Tobacco use is the leading preventable cause of premature death overall, as well as cancer death, in the US. Although healthcare settings offer great opportunities to provide effective smoking treatment, too few smokers receive such treatment in these settings. This project will work to increase the effectiveness and reach of smoking treatment in primary care.
Breathe 2 Project 3, is a 2-arm randomized controlled trial designed to evaluate whether Comprehensive Chronic Care, relative to Standard Care, increases smoking abstinence and treatment use in primary care patients who smoke.
Adult patients who smoke daily at the time of enrollment will be eligible to participate, with no obligation to quit smoking or use treatment. Approximately 1,000 patients will be recruited in 8-14 primary care clinics in 2 healthcare systems by healthcare system staff (Care Managers) using an opt-out strategy to maximize inclusion and enhance the generalizability of the results.

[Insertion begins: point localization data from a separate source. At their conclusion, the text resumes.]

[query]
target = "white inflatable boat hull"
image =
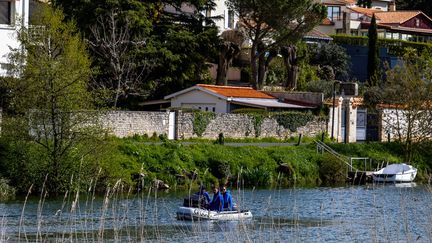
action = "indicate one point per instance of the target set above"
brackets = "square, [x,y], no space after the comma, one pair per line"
[188,213]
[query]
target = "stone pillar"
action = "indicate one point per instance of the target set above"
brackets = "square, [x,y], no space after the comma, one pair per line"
[339,106]
[351,121]
[337,125]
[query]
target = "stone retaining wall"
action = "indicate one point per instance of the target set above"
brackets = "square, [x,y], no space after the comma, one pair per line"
[242,126]
[129,123]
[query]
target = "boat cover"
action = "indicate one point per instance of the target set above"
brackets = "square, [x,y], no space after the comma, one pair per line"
[396,168]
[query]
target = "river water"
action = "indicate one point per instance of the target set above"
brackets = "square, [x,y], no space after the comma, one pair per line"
[380,213]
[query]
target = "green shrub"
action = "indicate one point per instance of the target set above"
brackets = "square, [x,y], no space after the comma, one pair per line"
[258,177]
[7,192]
[250,111]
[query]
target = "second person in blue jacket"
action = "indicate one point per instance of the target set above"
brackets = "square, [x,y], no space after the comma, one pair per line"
[217,202]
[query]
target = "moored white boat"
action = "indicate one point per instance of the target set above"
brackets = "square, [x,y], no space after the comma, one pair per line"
[191,213]
[395,173]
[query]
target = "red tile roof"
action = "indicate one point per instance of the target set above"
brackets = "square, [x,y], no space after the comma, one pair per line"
[326,21]
[397,17]
[235,91]
[366,11]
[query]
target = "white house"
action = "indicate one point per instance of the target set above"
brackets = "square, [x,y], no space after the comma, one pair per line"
[228,18]
[224,99]
[13,13]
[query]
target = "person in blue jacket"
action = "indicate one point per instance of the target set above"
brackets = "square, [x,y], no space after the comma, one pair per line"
[228,203]
[203,196]
[216,203]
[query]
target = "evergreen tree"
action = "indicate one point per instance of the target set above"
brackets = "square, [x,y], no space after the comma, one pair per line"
[272,24]
[373,59]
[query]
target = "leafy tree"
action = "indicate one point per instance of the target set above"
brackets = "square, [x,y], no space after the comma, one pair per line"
[333,57]
[408,89]
[228,50]
[50,97]
[270,25]
[164,49]
[373,60]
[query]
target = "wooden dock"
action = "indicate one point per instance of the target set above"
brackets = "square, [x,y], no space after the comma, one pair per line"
[359,177]
[354,175]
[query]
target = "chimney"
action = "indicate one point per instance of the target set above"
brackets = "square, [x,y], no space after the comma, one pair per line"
[392,6]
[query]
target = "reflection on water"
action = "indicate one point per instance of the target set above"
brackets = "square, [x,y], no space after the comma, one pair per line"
[396,213]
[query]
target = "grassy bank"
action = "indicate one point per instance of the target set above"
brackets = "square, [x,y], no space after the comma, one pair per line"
[178,165]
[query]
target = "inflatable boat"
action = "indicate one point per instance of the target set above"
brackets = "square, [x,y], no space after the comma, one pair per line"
[191,213]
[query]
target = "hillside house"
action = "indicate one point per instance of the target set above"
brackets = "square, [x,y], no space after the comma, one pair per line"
[345,17]
[225,99]
[13,13]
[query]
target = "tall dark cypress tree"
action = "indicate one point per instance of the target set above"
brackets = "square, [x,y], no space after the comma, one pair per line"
[373,60]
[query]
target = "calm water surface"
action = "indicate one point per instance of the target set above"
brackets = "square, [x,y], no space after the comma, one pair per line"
[381,213]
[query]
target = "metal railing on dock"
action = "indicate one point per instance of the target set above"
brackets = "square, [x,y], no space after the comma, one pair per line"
[353,174]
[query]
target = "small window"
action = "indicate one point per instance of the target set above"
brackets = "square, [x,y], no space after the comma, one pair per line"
[6,12]
[230,19]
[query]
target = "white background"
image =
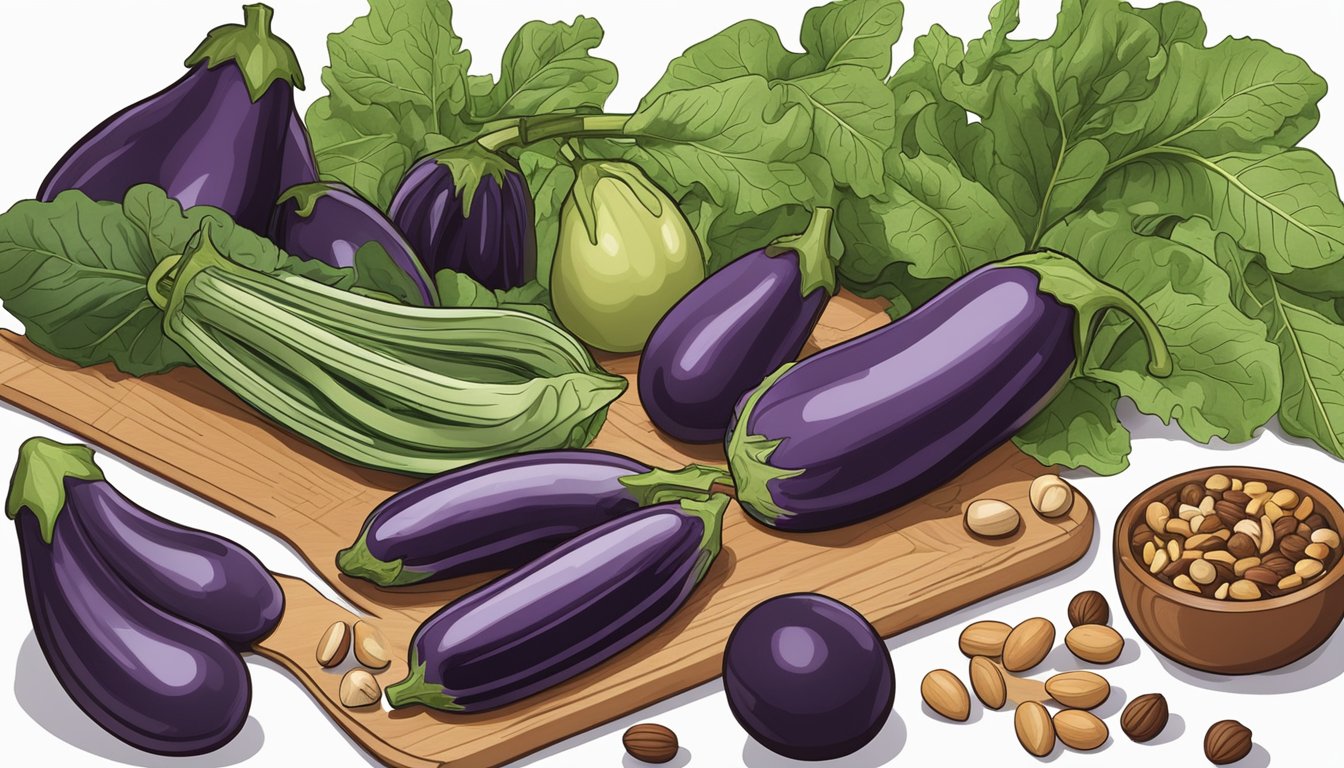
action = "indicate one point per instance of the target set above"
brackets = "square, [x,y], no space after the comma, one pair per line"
[67,65]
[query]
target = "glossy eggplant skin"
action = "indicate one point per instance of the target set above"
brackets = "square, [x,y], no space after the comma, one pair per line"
[196,576]
[503,513]
[495,245]
[871,424]
[148,678]
[329,222]
[565,612]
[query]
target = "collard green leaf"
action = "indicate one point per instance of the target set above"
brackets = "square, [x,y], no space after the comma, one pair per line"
[1079,429]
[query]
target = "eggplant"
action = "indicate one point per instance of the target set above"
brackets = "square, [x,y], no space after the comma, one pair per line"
[565,612]
[871,424]
[733,330]
[503,513]
[152,679]
[485,233]
[329,222]
[215,137]
[192,574]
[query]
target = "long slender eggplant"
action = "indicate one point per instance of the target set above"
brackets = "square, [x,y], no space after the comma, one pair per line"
[329,222]
[733,330]
[503,513]
[214,137]
[192,574]
[868,425]
[487,234]
[155,681]
[565,612]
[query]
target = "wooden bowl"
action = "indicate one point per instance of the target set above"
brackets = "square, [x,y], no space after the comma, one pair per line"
[1222,635]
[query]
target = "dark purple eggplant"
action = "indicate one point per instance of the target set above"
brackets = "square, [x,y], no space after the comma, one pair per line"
[565,612]
[504,513]
[733,330]
[871,424]
[215,137]
[485,233]
[808,677]
[329,222]
[152,679]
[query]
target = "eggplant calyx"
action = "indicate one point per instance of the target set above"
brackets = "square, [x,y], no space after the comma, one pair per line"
[260,55]
[415,689]
[660,486]
[39,479]
[1069,281]
[749,459]
[813,250]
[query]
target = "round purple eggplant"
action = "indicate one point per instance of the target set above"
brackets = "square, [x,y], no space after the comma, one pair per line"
[872,424]
[503,513]
[484,232]
[565,612]
[329,222]
[733,330]
[153,681]
[808,677]
[215,137]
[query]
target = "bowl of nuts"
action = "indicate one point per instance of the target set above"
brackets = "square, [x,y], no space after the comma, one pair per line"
[1231,569]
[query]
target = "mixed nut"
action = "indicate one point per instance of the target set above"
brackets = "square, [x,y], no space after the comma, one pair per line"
[1234,540]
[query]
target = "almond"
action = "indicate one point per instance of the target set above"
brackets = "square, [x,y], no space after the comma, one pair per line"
[1027,644]
[1096,643]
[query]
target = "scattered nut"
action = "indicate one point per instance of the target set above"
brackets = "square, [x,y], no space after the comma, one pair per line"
[1035,729]
[1227,741]
[1079,729]
[1144,717]
[945,694]
[984,639]
[333,646]
[992,518]
[359,689]
[1027,644]
[649,743]
[1051,495]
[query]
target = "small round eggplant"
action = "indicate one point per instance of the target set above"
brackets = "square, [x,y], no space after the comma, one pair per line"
[151,679]
[215,137]
[485,233]
[329,222]
[808,677]
[503,513]
[734,330]
[565,612]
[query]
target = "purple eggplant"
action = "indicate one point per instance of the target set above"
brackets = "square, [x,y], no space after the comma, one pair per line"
[152,679]
[871,424]
[485,233]
[565,612]
[215,137]
[506,511]
[733,330]
[329,222]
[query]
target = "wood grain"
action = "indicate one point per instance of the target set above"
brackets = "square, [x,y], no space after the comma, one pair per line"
[899,570]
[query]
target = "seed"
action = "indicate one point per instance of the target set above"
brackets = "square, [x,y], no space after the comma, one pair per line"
[359,689]
[651,743]
[333,646]
[945,694]
[992,518]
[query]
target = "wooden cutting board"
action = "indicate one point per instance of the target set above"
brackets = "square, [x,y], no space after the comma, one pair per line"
[899,570]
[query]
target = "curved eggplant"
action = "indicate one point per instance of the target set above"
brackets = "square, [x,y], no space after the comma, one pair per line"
[734,330]
[565,612]
[148,678]
[485,233]
[215,137]
[503,513]
[871,424]
[329,222]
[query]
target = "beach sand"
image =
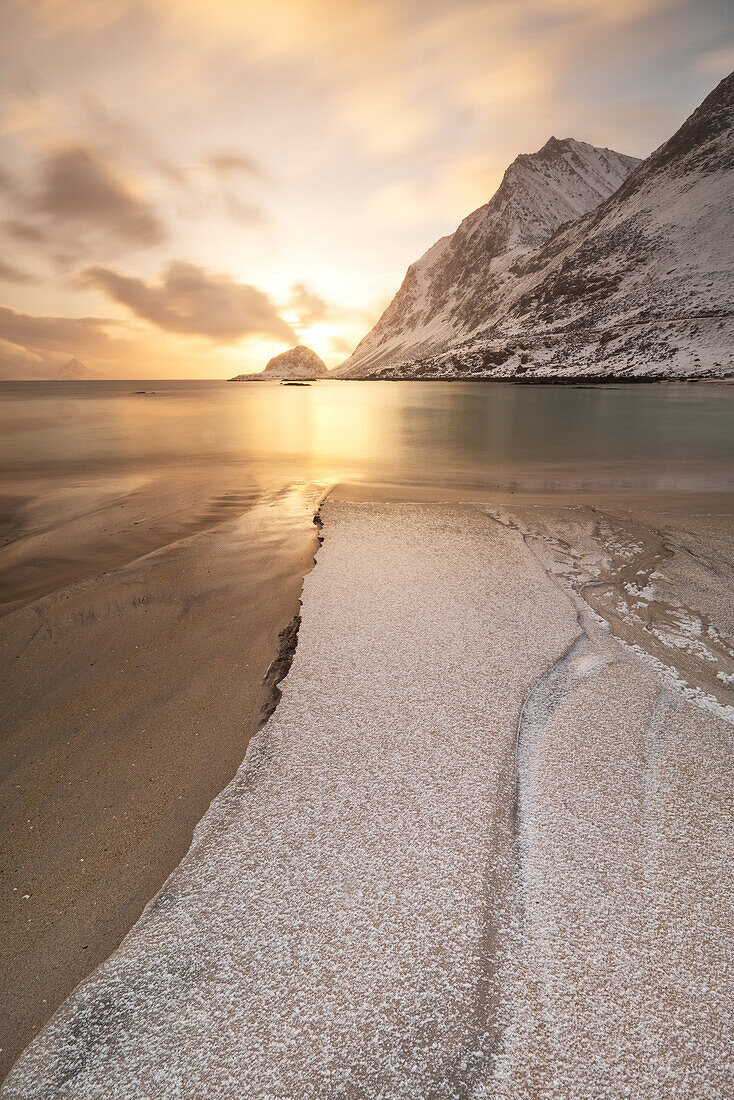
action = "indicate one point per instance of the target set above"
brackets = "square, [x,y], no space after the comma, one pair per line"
[133,656]
[481,848]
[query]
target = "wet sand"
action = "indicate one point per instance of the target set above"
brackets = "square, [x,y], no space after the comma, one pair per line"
[131,683]
[482,846]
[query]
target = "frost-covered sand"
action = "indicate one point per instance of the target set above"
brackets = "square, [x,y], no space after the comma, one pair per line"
[481,849]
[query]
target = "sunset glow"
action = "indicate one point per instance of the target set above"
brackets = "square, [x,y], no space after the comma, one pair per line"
[188,188]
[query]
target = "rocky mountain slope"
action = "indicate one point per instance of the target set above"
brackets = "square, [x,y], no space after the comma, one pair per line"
[639,286]
[450,290]
[297,364]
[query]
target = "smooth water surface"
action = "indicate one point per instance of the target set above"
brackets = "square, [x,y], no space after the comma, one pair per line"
[460,435]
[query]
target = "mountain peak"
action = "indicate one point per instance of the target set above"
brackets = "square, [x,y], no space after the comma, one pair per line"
[448,293]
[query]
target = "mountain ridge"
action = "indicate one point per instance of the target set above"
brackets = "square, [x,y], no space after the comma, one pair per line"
[639,286]
[444,290]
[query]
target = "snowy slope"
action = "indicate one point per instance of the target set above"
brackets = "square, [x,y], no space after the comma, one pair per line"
[452,288]
[642,286]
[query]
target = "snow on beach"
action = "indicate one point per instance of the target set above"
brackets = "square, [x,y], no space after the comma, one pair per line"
[363,914]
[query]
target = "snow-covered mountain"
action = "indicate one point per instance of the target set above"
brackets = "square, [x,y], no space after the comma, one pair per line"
[449,293]
[639,286]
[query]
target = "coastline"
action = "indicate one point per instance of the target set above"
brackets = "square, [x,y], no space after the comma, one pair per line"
[129,700]
[512,682]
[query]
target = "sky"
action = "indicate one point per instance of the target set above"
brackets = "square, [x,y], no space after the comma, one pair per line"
[188,187]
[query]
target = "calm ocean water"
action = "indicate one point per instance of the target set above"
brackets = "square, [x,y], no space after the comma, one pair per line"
[457,435]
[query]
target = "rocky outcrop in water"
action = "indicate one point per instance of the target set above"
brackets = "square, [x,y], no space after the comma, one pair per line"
[297,364]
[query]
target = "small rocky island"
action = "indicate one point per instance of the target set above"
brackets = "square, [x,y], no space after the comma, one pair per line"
[297,364]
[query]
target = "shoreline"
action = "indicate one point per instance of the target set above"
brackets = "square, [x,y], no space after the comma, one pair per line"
[325,890]
[132,857]
[110,758]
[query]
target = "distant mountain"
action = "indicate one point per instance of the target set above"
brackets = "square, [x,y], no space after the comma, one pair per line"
[73,371]
[449,293]
[297,364]
[77,371]
[641,286]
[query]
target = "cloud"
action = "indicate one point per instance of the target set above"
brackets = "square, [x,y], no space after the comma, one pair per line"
[78,186]
[248,213]
[24,231]
[11,274]
[226,164]
[193,301]
[307,305]
[67,334]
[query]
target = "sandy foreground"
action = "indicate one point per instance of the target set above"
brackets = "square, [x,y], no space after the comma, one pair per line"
[133,646]
[481,849]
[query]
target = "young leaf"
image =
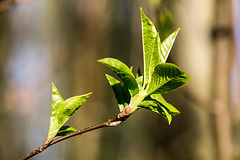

Participants who enter the study will be randomized to one of two treatments:
- Comprehensive Chronic Care; CCC (n=600)
- Standard Care; SC (n=400)
Those randomized to CCC will receive ongoing smoking treatment offers via the following routes: 1) Four Outreach Calls at 4, 8, 12, and 14 months post-study enrollment; and 2) Four texts and/or mailings over 14 months. These outreach contacts will offer cessation treatment for those interested in quitting (4 weeks pre-quit day + 12 weeks of post-quit day treatment) or smoking reduction treatment for those not ready to quit but willing to reduce their smoking (8 weeks of smoking reduction treatment).
All treatment will be provided by trained UW-CTRI Health Counselors. Those who enter cessation treatment will receive treatment-initiated assessment calls from UW-CTRI staff at 8- and 12-weeks following the target-quit day to evaluate smoking status. CCC participants who have an unsuccessful quit attempt will be encouraged to make a new quit attempt using cessation treatment provided by the study; those who decline additional cessation treatment will be offered reduction treatment.
Participants randomized to SC will receive one outreach call per year offering cessation treatment (8 weeks of nicotine patch and referral to Wisconsin Tobacco Quitline and/or Smokefree.txt).
All participants can elect to engage in treatment (or not) at any time up to Month 14 of the 18-month study period. Participants in both groups may engage in treatment multiple times, consistent with good clinical care. In addition to a Baseline Assessment, all participants will complete Semi-Annual Follow-Up Assessments at Months 6, 12, and 18 post-study enrollment.
The primary outcome is biochemically confirmed point-prevalence abstinence at 18 months post-enrollment.
Secondary outcomes are: Seven-day point-prevalence abstinence at six months and a year after enrollment, along with use of cessation treatment and cost.